Abstract

Explains the "norm-based criterion" used in the previous work. It needs to be valid under two conditions:
1. The variance of the
norm should be large 2. The minimum value of the norm should be relatively small (I think this It's relatively easy to satisfy)
Proposed: Filter Pruning via Geometric Median (FPGM),
Achieved good results on Cifai10 (feeling a bit low)

Introduction

The current pruning can be
divided into two categories: 1.weight pruning (resulting in unstructured sparseness)
- learning compression algorithms for neural net pruning.
- Learning both weights and connections for efficient neural network.
2.filter pruning (what the article wants to say)
- Pruning networks using neuron importance score propagation.
- Pruning filters for efficient ConvNets.
Some current pruning methods based on size criteria (Figure 1a):
1. Pruning filters for efficient ConvNets.
2. Rethinking the smaller-norm-less-informative assumption in channel pruning of convolution layers
3. Soft filter pruning for accelerating deep convolutional neural networks.

If this is effective, then the pruning of all layers will have the same impact on the whole. In addition, it also needs a threshold.
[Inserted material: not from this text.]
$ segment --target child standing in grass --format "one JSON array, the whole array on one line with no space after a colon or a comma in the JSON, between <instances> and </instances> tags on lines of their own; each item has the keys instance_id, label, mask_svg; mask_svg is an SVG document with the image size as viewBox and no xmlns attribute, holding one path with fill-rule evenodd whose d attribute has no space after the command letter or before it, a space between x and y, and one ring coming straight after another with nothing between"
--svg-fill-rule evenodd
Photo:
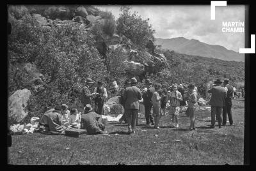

This threshold can also be changed according to the layer, and the standard for determining the threshold can also be changed according to the layer.
The FPGM pruning algorithm proposed in this paper does not choose the maximum norm criterion, but chooses to calculate the GM of all filters to find the filter that is most easily replaced. Principle: A certain convolution kernel can be replaced by a similar linear.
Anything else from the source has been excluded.